Aber könnten nicht Christen „mehr Vertrauen haben“ als andere? Auch das falle ihnen natürlich nicht einfach zu und sie „haben es nicht ein für alle Mal in der Tasche“. Nein, dazu braucht es Beharrlichkeit, gerade beim Einüben einer hoffnungsvollen Haltung, dass Gott „uns nicht mehr zumutet, als wir tragen können“. In diesem Zusammenhang erinnert Gisela Bornowski an Dietrich Bonhoeffers Vertrauen: „Ich glaube, dass Gott uns in jeder Notlage so viel Widerstandskraft geben will, wie wir brauchen. Aber er gibt sie nicht im Voraus, damit wir uns nicht auf uns selbst, sondern auf ihn verlassen.“

Hoffnungsrituale einüben

Um eine hoffnungszugewandte Haltung einzuüben und dadurch Stärkung zu erfahren, könnten christliche Rituale helfen – etwa ein regelmäßiges Morgengebet. Oder der Besuch von Gottesdiensten – längst nicht mehr nur in traditioneller Form am Sonntagmorgen. Für die vielfältigen persönlichen Bedürfnisse gäbe es da immer mehr Formate, so Bornowski. Dies zeigte ebenfalls der aktuelle Aktions-Sonntag „Gottesdienst erleben“. 

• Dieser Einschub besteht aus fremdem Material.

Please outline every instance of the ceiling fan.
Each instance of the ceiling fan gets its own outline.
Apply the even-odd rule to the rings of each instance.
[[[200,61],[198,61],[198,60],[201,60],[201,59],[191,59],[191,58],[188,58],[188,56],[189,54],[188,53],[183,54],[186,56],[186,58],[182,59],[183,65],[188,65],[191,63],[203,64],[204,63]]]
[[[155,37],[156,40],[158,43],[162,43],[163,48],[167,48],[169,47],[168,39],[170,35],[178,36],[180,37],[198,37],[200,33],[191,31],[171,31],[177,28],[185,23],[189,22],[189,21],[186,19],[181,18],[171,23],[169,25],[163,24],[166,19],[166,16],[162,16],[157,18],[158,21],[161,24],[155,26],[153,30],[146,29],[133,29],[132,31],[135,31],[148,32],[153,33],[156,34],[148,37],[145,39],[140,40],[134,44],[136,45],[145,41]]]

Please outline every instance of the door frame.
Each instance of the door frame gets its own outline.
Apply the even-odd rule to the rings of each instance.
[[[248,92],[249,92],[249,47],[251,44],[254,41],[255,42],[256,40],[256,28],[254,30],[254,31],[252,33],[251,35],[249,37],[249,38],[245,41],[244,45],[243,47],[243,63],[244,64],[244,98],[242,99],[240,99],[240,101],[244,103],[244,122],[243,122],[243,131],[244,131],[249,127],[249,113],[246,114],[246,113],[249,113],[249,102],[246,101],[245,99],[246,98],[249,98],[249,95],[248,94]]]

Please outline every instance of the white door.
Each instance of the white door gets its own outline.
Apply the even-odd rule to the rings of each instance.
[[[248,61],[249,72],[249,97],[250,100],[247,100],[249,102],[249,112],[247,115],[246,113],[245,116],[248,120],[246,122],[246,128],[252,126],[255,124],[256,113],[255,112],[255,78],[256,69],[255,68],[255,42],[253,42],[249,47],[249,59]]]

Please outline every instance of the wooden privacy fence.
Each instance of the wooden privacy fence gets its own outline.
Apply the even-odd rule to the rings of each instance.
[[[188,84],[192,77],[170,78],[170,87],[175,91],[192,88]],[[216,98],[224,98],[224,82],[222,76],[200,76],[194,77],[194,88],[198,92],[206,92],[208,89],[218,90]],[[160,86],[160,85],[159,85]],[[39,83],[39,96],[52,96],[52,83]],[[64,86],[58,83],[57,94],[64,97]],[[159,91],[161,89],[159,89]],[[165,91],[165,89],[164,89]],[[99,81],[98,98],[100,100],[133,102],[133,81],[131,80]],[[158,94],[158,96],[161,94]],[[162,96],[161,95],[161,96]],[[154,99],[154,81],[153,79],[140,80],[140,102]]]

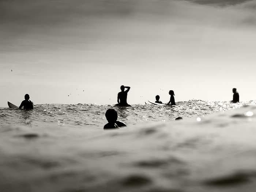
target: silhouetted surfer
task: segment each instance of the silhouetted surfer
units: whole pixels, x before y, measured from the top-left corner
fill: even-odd
[[[230,101],[233,103],[237,103],[239,102],[239,94],[237,91],[236,88],[233,88],[232,90],[233,94],[233,100]]]
[[[124,90],[126,88],[127,89]],[[130,107],[131,106],[127,103],[127,93],[129,91],[131,87],[125,87],[123,85],[120,87],[121,91],[118,93],[117,94],[117,104],[115,105],[116,106],[121,107]]]
[[[171,105],[176,105],[175,103],[175,99],[174,98],[174,91],[172,90],[170,90],[169,91],[169,95],[171,95],[171,97],[170,98],[170,101],[168,102],[167,105],[169,105],[170,103],[171,103]]]
[[[22,107],[24,107],[24,109],[34,109],[34,103],[33,102],[29,100],[29,95],[26,94],[24,97],[25,100],[23,100],[20,103],[20,105],[19,107],[19,109],[21,109]]]
[[[122,122],[117,120],[117,112],[113,109],[108,109],[106,112],[105,116],[109,123],[104,125],[104,129],[114,129],[126,126]]]
[[[156,95],[155,96],[156,101],[155,101],[155,102],[158,103],[163,103],[162,102],[162,101],[159,101],[159,99],[160,99],[160,96],[159,95]]]

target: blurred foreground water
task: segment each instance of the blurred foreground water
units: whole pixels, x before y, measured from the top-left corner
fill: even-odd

Im Sommer treffen Freiluftgottesdienste in der Natur das Bedürfnis vieler Menschen. Oder auch das Pilgern, ergänzt Gerhard Gronauer. Er bietet nun Anfang Oktober niedrigschwellige Formen eines „Gemeinsamen Pilgerns in der Hesselberg-Region“ an (vgl. letzte Ausgabe).

Welche neuen spirituellen Formen sprechen besonders viele Menschen an? Das sei selbst Entwicklungen unterworfen, so Bornowski. Das Zusammenwirken zwischen Andacht und gehaltvoller Kirchenmusik wirke da etwa sehr ansprechend für viele. In einer Dorfgemeinde hätte sie kürzlich im Anschluss an einen Gottesdienst ein „super Klavierkonzert mit Gesang“ erlebt. Dort, wo solche Gaben vorhanden sind, ließen sie sich vielleicht noch besser bergen. Dies könne aber nicht „obendrauf geschehen“, sondern es seien Kooperationen nötig, um mehrere Formate nebeneinander zu ermöglichen. 

Natürlich besteht da schnell das Problem langer Anfahrtswege gerade im ländlichen Bereich. Neben Fahrgemeinschaften und Abholdiensten gibt es da auch viele großartige Möglichkeiten medialer Verkündigung. Da poste etwa eine Pfarrerin intensiv auf Instagram, so Bornowski. „Oder in Wassertrüdingen gibt es immer noch jeden Tag per App eine Kurzandacht“, ergänzt Gronauer, die sich seit den Corona-Zeiten bewährt habe.

Gabenorientiert aktiv

„Was können wir mit unseren Kräften leisten?“ gibt die Regionalbischöfin zu bedenken. Dafür seien „gabenorientierte“ Schwerpunkte zu bilden – vielleicht künftig schon bei Ausschreibungen.

Ebenso ist es ihr wichtig, Pfarrpersonen von der Verwaltungsarbeit „institutionell zu entlasten“. Das betrifft gerade die Geschäftsführung in den Pfarrbezirken oder für die Kitas. Letztere werde inzwischen „in den allermeisten Dekanaten“ nicht mehr von den Seelsorgenden ausgeübt. Dafür hätten sie mehr Zeit, direkt den Kindern zu begegnen und spirituelle Grundlagen zu fördern. 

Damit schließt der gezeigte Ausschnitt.